Di questi giorni è la notizia che, proprio lo spazio informativo Boston.com, dal prossimo anno, offrirà una maggiore flessibilità ai propri lettori. Non sono trapelate moltissime informazioni a proposito ma sulla base di quanto dichiarato da Jeff Moriarty – Vicepresidente del Boston Globe e General Manager di Boston.com – il sito proseguirà lo sviluppo della sua costruzione “responsive” anche in ottica utente. Nel 2011 il quotidiano di Boston è stato tra i primi a implementare un sito in grado di adattarsi al device utilizzato. Il giornale, in altre parole, fermo restando i contenuti, è in grado di modificare il proprio aspetto in base al supporto con il quale viene fruito. In questo modo, ad esempio, l’impaginazione è differente se l’utente visita lo spazio informativo da computer, da tablet o da smartphone.
Dal 2014 però la testata farà un ulteriore passo modellandosi anche in base alle modalità di utilizzo del lettore: se l’utente preferirà leggere piuttosto che sfruttare il materiale multimediale a disposizione, il sito sarà in grado di proporre un più alto numero di testi.
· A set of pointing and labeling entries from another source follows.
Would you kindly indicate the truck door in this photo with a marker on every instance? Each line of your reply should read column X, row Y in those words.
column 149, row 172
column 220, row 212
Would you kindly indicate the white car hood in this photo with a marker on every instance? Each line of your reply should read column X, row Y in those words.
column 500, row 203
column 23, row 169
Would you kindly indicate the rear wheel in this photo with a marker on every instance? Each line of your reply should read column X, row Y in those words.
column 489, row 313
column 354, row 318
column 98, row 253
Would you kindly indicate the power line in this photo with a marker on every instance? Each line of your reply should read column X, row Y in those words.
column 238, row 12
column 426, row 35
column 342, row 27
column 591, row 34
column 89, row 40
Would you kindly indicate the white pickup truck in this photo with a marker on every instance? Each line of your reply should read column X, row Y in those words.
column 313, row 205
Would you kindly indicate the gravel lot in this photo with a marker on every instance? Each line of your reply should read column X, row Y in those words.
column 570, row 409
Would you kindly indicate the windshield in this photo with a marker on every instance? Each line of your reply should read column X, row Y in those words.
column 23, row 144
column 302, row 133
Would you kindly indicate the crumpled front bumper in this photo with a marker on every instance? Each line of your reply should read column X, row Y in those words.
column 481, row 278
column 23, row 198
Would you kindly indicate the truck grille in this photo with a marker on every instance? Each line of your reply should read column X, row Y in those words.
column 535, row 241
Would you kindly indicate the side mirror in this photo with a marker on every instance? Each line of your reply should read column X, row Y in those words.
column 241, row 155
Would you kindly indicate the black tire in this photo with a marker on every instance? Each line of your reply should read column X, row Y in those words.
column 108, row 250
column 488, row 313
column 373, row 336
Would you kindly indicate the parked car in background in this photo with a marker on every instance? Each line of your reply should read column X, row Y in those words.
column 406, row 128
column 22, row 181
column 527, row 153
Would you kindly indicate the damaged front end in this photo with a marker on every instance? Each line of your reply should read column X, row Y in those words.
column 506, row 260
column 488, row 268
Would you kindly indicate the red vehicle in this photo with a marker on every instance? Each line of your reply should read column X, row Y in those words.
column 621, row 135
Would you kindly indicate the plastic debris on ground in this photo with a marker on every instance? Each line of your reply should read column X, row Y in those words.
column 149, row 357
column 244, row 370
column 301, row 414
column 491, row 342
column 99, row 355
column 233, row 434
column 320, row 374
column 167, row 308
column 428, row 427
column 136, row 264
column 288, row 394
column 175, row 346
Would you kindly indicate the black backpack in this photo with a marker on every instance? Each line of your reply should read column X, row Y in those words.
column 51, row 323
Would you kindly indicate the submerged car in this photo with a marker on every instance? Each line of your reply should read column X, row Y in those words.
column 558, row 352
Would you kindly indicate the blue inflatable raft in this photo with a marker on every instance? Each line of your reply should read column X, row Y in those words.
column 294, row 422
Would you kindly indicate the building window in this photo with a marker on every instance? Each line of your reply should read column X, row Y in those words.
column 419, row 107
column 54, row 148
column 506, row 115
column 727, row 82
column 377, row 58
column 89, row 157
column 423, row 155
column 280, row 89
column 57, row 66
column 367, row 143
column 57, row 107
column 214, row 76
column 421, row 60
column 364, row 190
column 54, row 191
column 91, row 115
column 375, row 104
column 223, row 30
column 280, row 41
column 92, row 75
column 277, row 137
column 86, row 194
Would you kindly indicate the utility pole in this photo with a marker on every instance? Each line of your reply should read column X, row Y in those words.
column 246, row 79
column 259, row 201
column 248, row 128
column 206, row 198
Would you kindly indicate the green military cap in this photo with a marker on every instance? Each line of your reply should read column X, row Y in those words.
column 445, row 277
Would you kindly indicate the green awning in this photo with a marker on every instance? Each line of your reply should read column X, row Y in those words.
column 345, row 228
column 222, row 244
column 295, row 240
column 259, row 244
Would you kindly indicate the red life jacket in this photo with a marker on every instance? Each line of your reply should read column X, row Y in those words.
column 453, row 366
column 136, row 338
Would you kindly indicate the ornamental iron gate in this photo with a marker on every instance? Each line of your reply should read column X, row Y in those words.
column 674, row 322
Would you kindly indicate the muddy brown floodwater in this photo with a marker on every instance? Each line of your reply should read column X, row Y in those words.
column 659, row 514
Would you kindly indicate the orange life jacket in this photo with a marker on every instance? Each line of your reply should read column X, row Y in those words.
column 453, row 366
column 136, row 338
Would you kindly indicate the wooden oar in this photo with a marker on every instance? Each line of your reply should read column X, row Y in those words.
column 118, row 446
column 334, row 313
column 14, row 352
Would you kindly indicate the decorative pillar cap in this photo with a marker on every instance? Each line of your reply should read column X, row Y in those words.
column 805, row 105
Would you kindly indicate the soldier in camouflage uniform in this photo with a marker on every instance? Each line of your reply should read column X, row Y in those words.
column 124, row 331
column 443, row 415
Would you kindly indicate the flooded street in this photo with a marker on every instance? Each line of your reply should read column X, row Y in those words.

In qualche modo, quindi, sarà il comportamento stesso dell’utente a configurare la griglia informativa del quotidiano. Un progetto ambizioso che, sulla scia di quanto sta accadendo su Facebook, punta alla personalizzazione, al superamento del giornale indifferenziato, uguale per tutti.

Altro progetto da seguire, sempre a firma Boston Globe, è 61Fresh. E’ uno spazio informativo capace di captare i tweet locali di Boston e dintorni che richiamano le notizie di uno dei 500 siti di notizie della capitale del Massachusetts. Alla base un algoritmo in grado di vagliare la popolarità e la freschezza delle news per riproporre le notizie più chiacchierate dell’area metropolitana.

Complimenti ai responsabili della testata, anche un periodo di crisi può in fondo rappresentare un’opportunità. Per mettersi in gioco e vagliare nuove opzioni.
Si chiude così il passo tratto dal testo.